ReadFiles
Scio supports reading file paths/patterns from an SCollection[String] into various formats.
Read as text lines
Reading to String text lines via readTextFiles:
import com.spotify.scio.ScioContext
import com.spotify.scio.values.SCollection
val sc: ScioContext = ???
val paths: SCollection[String] = ???
val lines: SCollection[String] = paths.readTextFiles
Read entire file as String
Reading entire files to String via readFilesAsString:
import com.spotify.scio.ScioContext
import com.spotify.scio.values.SCollection
val sc: ScioContext = ???
val paths: SCollection[String] = ???
val files: SCollection[String] = paths.readFilesAsString
Read entire file as binary
Reading entire files to binary Array[Byte] via readFilesAsBytes:
import com.spotify.scio.ScioContext
import com.spotify.scio.values.SCollection
val sc: ScioContext = ???
val paths: SCollection[String] = ???
val files: SCollection[Array[Byte]] = paths.readFilesAsBytes
Read entire file as a custom type
Reading entire files to a custom type with a user-defined function from FileIO.ReadableFile to the output type via readFiles:
import com.spotify.scio.ScioContext
import com.spotify.scio.values.SCollection
import org.apache.beam.sdk.{io => beam}
case class A(i: Int, s: String)
val sc: ScioContext = ???
val paths: SCollection[String] = ???
val userFn: beam.FileIO.ReadableFile => A = ???
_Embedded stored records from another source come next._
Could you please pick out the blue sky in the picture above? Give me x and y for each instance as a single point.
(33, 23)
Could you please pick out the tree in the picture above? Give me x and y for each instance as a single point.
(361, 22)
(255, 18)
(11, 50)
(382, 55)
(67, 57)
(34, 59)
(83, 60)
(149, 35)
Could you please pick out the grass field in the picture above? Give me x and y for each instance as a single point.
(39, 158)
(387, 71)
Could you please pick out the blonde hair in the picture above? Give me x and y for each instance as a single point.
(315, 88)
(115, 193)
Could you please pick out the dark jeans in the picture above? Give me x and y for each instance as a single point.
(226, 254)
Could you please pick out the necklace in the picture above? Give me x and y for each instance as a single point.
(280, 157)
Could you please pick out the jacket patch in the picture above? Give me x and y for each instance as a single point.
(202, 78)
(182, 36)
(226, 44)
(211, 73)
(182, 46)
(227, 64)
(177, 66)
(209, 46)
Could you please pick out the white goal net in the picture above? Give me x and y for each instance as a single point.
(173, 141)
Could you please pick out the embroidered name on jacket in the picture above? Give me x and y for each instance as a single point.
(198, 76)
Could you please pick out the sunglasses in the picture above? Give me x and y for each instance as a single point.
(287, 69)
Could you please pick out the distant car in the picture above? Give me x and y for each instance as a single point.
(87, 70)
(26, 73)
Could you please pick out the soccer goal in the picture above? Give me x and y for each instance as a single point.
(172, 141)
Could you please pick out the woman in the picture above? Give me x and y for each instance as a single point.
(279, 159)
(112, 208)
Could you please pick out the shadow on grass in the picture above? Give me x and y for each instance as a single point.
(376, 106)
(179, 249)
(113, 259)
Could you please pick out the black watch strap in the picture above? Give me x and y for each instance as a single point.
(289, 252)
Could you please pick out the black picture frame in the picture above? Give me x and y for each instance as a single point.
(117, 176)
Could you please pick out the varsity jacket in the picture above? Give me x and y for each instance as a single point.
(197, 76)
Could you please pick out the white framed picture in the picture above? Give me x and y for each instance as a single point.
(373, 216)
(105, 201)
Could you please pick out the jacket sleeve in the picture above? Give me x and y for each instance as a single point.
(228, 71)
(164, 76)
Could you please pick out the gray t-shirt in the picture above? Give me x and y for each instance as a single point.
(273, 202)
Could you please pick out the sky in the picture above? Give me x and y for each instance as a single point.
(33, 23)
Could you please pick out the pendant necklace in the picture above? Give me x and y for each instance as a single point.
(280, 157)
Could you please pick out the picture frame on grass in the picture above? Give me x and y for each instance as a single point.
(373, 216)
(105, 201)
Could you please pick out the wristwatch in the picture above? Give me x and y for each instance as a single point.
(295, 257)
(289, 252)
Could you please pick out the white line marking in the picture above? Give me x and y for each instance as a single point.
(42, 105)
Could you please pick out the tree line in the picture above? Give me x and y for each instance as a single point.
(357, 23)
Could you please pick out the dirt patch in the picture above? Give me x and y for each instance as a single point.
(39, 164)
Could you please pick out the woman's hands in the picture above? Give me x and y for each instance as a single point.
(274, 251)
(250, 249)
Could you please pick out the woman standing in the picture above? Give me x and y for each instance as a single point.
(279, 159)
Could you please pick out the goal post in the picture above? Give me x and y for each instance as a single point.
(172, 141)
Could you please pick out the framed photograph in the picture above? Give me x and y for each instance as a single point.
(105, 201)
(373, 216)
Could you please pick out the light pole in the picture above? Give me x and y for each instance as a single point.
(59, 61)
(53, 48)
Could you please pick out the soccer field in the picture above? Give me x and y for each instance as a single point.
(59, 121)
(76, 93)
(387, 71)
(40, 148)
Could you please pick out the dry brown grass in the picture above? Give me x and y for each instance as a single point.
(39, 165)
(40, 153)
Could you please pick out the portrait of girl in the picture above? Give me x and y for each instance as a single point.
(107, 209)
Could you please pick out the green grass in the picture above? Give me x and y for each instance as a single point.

val fileBytes: SCollection[A] = paths.readFiles(userFn)
Read with a Beam transform
Reading a file can be done with a beam PTransform from a PCollection[FileIO.ReadableFile] to PCollection[T] (as an example, beam’s TextIO.readFiles()), via another variant of readFiles
import com.spotify.scio.ScioContext
import com.spotify.scio.values.SCollection
import org.apache.beam.sdk.{io => beam}
import org.apache.beam.sdk.transforms.PTransform
import org.apache.beam.sdk.values.PCollection
case class Record(i: Int, s: String)
val sc: ScioContext = ???
val paths: SCollection[String] = ???
val userTransform: PTransform[PCollection[beam.FileIO.ReadableFile], PCollection[Record]] = ???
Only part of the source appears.